The system used by the Germans in training those selected for intelligence
work at one particular Division headquarters, as well as the organization and
scope of the work of this branch of the service, is described in the following report
based on German sources.
The 10 weeks' course of training in the instance cited was given at what is
known as the Interpreters' Training Depot. This was organized on military lines,
and trainees generally held the rank of corporal.
The Depot did not give courses which lasted a specific time. Trainees remained
there until they had passed the necessary tests and were then assigned.
Three grades of proficiency were established; 3d class or Sprachkundig (conversant
with the language), 2d class or Sprachmittler (translator), and 1st class
or Dolmetscher (interpreter).
Training consisted chiefly of language study, especially translation of
documents. Lectures were given on British army organization, but trainees were
not expected to have a comprehensive knowledge of the subject, and no handbooks
or pamphlets were used. It does not appear, for example, that British tank
recognition was included in the studies.
The Intelligence Section at this Division (light) headquarters consisted of
one officer, one interpreter, a corporal, and a clerk. It was housed in tents and
had no motor transport. It did not issue an Intelligence Summary, but received
the army intelligence summary (Feindlagebericht). Intelligence information was
passed on to Division and unit commanders at the commanders' conference. The
Division intelligence officer did not visit forward troops or battalion headquarters.
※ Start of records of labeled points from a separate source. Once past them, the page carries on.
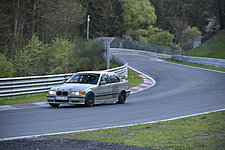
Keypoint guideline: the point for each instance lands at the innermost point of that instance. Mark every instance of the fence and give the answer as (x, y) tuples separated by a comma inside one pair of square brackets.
[(201, 60), (37, 84)]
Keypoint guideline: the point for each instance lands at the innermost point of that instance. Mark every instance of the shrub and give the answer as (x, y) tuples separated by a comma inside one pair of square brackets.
[(189, 33)]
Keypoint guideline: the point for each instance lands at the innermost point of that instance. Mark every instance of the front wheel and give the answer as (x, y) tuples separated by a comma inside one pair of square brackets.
[(54, 105), (122, 98), (90, 99)]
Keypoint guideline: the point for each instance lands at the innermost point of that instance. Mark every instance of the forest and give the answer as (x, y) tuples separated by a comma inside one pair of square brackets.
[(41, 37)]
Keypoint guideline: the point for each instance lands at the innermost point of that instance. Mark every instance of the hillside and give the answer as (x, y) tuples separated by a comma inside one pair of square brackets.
[(214, 47)]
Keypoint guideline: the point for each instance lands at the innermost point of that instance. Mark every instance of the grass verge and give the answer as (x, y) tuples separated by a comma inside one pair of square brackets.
[(133, 78), (195, 65), (199, 132)]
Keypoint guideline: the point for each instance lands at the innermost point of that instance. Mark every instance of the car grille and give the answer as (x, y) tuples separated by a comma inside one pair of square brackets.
[(60, 93), (62, 101)]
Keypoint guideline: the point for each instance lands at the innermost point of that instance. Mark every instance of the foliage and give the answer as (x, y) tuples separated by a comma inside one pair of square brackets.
[(176, 15), (157, 36), (6, 67), (58, 56), (138, 14), (31, 59), (189, 33), (105, 17), (88, 55), (19, 20), (214, 48)]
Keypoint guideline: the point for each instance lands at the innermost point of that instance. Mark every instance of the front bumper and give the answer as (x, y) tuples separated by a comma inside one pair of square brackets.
[(66, 100)]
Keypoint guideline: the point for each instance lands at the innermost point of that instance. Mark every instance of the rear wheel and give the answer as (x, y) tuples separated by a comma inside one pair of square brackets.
[(90, 99), (54, 105), (122, 98)]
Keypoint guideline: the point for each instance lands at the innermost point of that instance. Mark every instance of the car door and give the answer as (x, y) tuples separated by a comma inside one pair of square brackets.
[(104, 90), (115, 85)]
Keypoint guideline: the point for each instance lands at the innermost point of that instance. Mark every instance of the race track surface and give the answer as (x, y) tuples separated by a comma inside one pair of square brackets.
[(179, 91)]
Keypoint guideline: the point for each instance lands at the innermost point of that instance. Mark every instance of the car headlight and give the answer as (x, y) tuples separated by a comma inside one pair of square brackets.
[(77, 93), (52, 92)]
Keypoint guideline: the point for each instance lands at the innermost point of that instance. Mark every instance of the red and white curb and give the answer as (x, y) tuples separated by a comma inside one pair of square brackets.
[(148, 83)]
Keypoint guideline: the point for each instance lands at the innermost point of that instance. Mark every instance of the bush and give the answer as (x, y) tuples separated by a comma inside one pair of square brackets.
[(189, 33), (6, 67), (157, 36)]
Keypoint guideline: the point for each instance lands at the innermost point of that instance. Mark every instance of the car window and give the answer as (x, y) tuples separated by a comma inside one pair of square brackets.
[(113, 78), (105, 78), (84, 78)]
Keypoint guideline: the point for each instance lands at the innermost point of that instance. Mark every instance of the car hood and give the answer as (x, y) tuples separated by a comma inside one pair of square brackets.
[(72, 87)]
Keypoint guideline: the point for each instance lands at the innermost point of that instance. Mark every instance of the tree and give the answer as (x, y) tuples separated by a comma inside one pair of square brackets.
[(31, 59), (137, 15), (189, 33), (6, 67), (106, 17)]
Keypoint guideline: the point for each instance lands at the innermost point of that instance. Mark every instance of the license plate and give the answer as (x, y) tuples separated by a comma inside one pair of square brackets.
[(61, 98)]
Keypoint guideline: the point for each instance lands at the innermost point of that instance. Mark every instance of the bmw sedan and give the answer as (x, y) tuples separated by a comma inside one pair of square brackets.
[(90, 88)]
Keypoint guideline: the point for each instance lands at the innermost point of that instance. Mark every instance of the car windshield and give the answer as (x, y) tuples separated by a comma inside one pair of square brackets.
[(84, 78)]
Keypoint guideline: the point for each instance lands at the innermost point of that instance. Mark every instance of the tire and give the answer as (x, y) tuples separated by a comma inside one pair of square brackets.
[(54, 105), (122, 98), (90, 99)]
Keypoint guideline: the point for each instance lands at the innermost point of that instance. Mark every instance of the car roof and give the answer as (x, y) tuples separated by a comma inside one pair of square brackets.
[(96, 72)]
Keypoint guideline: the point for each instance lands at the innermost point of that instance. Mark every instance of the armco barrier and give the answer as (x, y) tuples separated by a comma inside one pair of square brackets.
[(200, 60), (137, 45), (138, 52), (37, 84)]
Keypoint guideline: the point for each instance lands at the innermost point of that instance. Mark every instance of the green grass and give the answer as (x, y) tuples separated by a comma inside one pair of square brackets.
[(133, 77), (199, 132), (213, 48), (195, 65), (24, 99)]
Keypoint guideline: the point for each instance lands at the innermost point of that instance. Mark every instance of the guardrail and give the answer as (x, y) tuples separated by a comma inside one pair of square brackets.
[(38, 84), (201, 60)]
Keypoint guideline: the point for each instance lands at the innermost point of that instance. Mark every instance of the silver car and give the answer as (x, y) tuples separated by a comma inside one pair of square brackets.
[(90, 88)]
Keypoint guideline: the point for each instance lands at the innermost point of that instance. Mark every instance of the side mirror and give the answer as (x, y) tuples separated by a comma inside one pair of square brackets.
[(102, 82)]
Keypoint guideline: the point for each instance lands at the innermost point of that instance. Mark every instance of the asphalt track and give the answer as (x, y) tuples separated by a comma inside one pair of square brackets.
[(179, 91)]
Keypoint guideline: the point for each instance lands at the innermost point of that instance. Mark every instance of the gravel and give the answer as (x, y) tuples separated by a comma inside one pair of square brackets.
[(44, 143)]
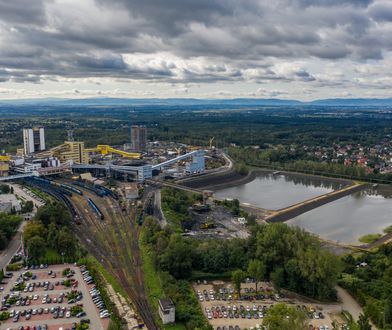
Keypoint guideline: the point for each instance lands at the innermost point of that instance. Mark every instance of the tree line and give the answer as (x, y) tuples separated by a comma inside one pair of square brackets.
[(9, 224), (49, 230), (290, 257)]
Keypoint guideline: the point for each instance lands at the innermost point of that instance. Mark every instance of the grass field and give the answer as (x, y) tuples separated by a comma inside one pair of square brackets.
[(153, 285), (369, 238)]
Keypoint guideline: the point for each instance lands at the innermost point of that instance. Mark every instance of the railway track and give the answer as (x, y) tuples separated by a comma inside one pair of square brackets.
[(114, 242)]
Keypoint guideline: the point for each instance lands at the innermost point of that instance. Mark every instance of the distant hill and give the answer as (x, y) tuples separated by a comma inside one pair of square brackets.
[(354, 102), (191, 101)]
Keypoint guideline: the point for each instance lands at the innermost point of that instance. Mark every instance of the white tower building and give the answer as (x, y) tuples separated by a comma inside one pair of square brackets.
[(33, 140)]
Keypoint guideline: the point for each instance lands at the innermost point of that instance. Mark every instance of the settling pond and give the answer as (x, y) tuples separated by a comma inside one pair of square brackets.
[(274, 192), (344, 220)]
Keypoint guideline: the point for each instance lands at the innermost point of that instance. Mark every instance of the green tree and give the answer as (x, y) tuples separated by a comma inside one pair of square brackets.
[(35, 247), (66, 242), (256, 269), (278, 278), (238, 277), (388, 312), (27, 207), (52, 235), (3, 240), (364, 323), (33, 228), (283, 317), (177, 258)]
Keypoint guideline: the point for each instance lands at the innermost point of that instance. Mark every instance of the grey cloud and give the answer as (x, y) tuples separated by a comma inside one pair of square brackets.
[(228, 37), (22, 11), (381, 12)]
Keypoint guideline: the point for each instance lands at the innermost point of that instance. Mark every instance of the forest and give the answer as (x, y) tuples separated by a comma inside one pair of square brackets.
[(48, 237), (241, 125), (9, 224), (290, 257), (368, 277)]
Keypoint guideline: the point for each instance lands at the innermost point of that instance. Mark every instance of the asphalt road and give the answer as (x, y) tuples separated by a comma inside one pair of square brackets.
[(88, 305), (15, 244), (13, 247)]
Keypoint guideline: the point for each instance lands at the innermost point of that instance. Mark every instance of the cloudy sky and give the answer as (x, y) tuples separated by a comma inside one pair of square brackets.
[(302, 49)]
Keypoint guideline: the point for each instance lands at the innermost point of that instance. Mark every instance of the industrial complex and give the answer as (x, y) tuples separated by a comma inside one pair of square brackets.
[(141, 161)]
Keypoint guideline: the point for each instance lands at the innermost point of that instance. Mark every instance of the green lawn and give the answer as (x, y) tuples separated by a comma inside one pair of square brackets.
[(370, 238), (153, 285)]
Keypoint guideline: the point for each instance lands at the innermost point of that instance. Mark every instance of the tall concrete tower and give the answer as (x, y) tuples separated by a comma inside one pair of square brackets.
[(138, 137), (33, 140)]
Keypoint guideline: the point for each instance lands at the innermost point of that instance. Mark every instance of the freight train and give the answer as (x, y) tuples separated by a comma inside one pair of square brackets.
[(61, 185), (96, 209), (56, 192)]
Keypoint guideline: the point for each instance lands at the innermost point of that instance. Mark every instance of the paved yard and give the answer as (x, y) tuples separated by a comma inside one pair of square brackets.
[(42, 275), (246, 314)]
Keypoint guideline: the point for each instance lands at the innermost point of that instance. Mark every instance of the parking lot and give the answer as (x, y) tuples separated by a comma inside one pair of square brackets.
[(225, 311), (56, 297)]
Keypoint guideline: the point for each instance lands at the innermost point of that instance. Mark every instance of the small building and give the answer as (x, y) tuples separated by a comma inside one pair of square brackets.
[(167, 310), (242, 221), (9, 202)]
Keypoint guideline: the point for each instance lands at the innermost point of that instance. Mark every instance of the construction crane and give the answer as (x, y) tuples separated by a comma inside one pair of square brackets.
[(211, 140), (105, 149)]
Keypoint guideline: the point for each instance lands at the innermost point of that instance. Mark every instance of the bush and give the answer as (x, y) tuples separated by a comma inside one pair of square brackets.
[(369, 238), (75, 310), (14, 267), (4, 316)]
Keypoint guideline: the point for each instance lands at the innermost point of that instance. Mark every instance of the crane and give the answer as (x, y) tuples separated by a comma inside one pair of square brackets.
[(211, 140), (105, 149)]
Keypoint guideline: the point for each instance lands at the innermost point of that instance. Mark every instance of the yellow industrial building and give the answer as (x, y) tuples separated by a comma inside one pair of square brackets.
[(68, 151)]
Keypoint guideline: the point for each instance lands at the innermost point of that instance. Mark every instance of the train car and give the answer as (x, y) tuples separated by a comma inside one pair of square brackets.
[(98, 192), (58, 193), (108, 191), (96, 209), (73, 189)]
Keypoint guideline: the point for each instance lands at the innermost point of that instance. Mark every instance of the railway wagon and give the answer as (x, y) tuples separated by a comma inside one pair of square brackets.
[(96, 209), (62, 185), (96, 191), (108, 191)]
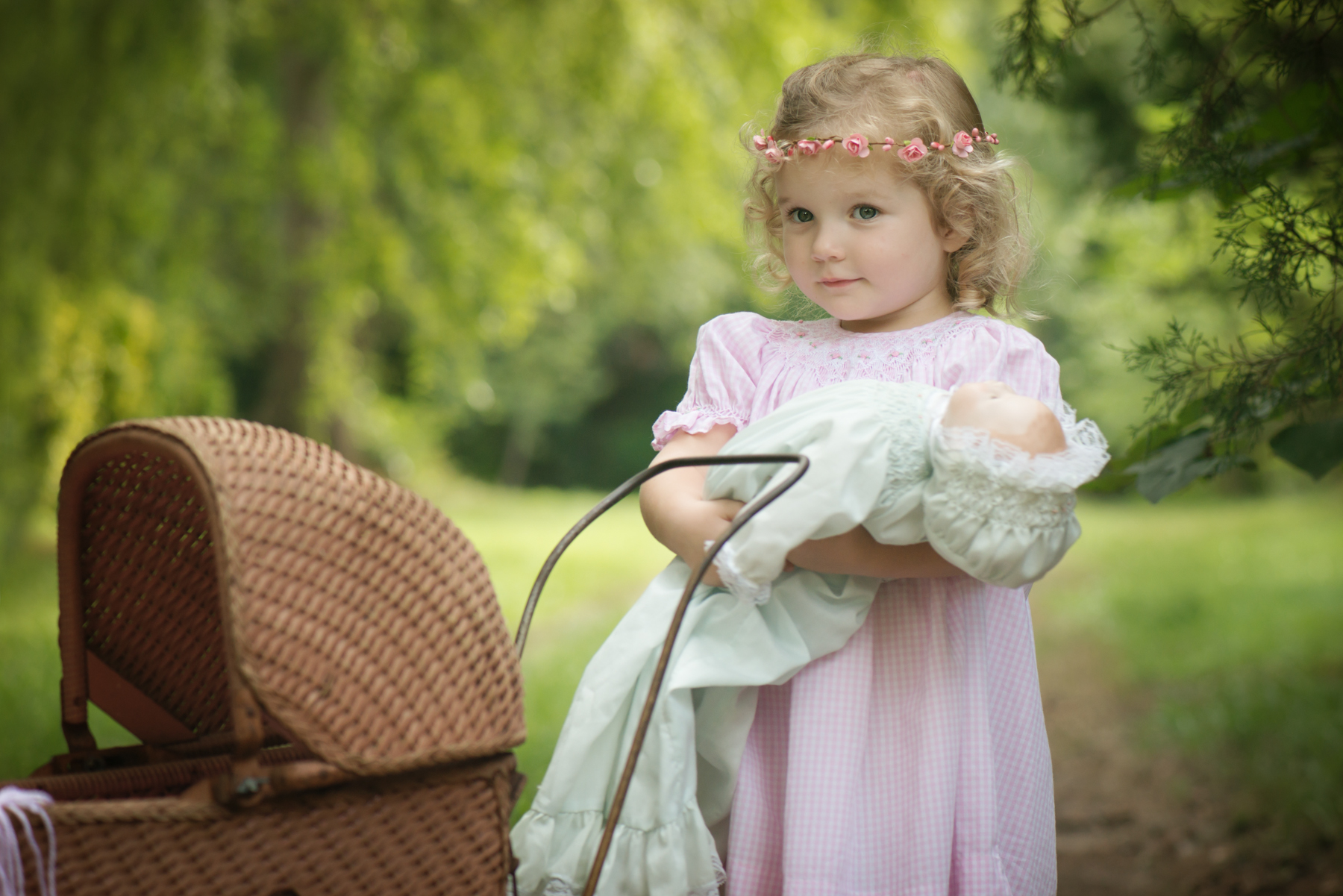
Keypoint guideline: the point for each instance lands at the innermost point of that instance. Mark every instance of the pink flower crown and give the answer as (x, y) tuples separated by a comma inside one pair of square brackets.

Intercepts were not seen by the Divisional Intelligence Staff, but information
from this source was included in army intelligence summaries. An enemy
order-of-battle map was kept, but no card-index system was used. The German
handbook on the British Army (Taschenbuch des Engl. Heeres) was used for
reference. No liaison was maintained with adjacent Italian units.
The work of one man consisted in the preliminary interrogation and identification
of prisoners. He was employed as liaison officer between the intelligence
branch of Panzer Army and Division Intelligence section when necessary. In quiet
periods, he was responsible for the welfare and comfort of Divisional troops.
PWs were brought directly to Division headquarters and were interrogated
in one of the tents belonging to the Intelligence section. The interrogator did not
use the printed form for interrogation of PWs, but listed their personalia (effects).
No selection of PWs was made, and documents were forwarded without the name
of the PW from whom they were taken. Army Intelligence was then informed by
telephone, and occasionally asked for PWs to be sent up to army headquarters.
Normally, PWs were sent to a designated cage; officer PWs were interrogated
and sent to the cage in the same way. The interrogator in the report in
question never went forward to interrogate, (e.g. to the brigade headquarters when
a patrol was sent out) and never worked at the cage.
PWs taken by Italian units remained in Italian hands and were not interrogated
by the Germans.
Great importance was attached to captured documents. These were studied
by Divisional Intelligence and then forwarded to the army.